The NREL data center is very efficient. However, when looking at heat recovery, you have to balance the extra power required at higher CPU temperature with the cost of efficient heat pumps. (a one to one comparison of watts of heat to watts
of computer power is not appropriate) A hotter running processor may require 5% more power and a typical heat pump has a COP of 4.
This means that if you run your 100 watt processor hotter so it uses 105 watts to get usable heat, and the heat your are replacing requires 25 watts of power to produce 100 watts of heat, the 20 watt power savings for a 100 watts of heat
may not justify the expense of hooking the computer to the heating system.
Also, once you hook up a heat source that you can't control to a heating system, you need to have a backup source of heat.
I don't think it makes sense for San Diego, but it might for a place where heat is expensive and the computers are running at full load all of the time.

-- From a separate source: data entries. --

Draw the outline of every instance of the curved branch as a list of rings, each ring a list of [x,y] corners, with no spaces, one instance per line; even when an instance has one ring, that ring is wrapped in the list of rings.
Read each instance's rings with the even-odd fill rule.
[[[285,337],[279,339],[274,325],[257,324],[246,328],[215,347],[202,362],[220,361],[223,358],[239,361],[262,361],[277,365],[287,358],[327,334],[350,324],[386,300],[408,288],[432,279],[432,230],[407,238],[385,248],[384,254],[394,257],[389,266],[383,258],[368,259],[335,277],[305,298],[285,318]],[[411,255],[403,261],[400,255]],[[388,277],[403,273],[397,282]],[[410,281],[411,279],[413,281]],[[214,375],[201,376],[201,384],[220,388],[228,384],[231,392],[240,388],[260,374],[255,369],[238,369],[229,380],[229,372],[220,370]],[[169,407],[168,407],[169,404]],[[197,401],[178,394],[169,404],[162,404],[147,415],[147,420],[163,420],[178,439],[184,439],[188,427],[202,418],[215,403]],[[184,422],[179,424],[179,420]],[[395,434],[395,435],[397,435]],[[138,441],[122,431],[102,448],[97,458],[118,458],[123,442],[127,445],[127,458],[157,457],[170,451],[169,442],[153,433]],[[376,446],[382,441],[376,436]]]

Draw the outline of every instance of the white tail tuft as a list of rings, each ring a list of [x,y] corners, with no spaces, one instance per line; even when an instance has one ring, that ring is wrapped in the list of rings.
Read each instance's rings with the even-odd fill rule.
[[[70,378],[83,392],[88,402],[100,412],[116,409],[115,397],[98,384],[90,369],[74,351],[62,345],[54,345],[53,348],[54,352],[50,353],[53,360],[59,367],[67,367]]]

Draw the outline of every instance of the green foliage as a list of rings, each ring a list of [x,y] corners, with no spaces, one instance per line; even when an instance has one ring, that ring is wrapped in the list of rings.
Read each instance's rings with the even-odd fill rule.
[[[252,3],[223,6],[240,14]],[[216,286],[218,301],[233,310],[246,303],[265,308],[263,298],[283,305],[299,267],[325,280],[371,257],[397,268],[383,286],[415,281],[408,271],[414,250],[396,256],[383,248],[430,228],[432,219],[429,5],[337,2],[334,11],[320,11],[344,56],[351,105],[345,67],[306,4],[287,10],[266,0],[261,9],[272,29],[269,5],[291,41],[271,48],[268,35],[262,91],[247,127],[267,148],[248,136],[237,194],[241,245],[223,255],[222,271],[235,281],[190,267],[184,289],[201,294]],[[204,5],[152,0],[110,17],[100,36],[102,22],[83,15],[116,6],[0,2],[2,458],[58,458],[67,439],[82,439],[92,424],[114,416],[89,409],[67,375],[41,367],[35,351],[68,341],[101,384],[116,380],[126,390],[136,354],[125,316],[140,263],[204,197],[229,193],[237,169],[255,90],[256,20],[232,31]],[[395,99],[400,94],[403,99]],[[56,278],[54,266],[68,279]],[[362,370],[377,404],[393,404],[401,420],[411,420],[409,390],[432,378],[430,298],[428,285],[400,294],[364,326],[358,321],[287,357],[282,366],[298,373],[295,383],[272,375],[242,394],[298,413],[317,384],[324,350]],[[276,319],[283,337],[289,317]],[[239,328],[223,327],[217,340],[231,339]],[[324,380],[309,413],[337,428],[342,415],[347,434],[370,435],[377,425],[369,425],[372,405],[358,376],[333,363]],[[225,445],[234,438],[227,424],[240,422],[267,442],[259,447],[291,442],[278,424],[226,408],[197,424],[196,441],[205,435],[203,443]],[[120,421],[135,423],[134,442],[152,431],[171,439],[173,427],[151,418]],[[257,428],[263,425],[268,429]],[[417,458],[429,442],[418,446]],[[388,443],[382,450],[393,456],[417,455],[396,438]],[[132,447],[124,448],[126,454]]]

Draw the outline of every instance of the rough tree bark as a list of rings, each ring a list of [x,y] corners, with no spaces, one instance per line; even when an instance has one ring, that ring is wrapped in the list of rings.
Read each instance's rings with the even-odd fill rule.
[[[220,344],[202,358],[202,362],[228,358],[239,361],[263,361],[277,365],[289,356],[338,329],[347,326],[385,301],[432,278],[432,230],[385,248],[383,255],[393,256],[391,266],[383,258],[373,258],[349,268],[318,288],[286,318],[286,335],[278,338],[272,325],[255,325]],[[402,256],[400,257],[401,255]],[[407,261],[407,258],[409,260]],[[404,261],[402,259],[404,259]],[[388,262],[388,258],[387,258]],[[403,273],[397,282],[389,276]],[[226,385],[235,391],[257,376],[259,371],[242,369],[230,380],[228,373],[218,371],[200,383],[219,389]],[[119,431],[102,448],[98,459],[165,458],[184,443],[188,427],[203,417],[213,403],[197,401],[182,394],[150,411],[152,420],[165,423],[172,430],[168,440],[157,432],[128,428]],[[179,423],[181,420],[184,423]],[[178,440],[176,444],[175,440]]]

On 5/19/2020 12:10 PM, Kevin McCoin via
groups.io wrote:
Andrew,
NREL has done some really awesome stuff in this space and are currently operating at a 1.025 PUE. Contact for this facility is Otto VanGeet:
https://www.linkedin.com/in/otto-vangeet-pe-828b428/
Here’s a live dashboard that includes a depiction of their recovery approach:
https://www.nrel.gov/hpc/cool.html
Thanks!
Kevin L. McCoin
Distinguished Architect, Systems Engineering
Walmart Technology
Enterprise Critical Infrastructure Services
Phone: 479-277-2135 fax: 479-277-4244
kevin.mccoin@...

Wal-Mart Inc.
805 Moberly Lane
Bentonville, AR, 72712-9280-0560
Save Money. Live Better
Thank you Rolf,
This is very much appreciated.
Cheers,
Andrew Witteck | Specialty Markets Manager
Armstrong International
o (772) 213-9541 ext 4025
c (772) 473-3055
armstronginternational.com
Hi Andrew,
Yes, this is currently a topic in the ACS Harmonization project. Best bet is to get in touch with the DCF group. ACS and DCF are working together on topics like this. I will put you in touch directly as well.
Cheers,
Rolf Brink
ACS Immersion
Hi
Hesham, I am not aware of cellular in data centers. I am sorry.
I am interested to find out if there is any work in OCP projects that is related to using Air-cooled data center or liquid cooled data center hall expelled heat for thermal utilities in surrounding buildings? Also if there is any direct/indirect
evaporative media work being done as well.
Thanks,
Andrew
Hi
I am interested to find out if there is any work in OCP projects that is related to using Celluar in the Data Center.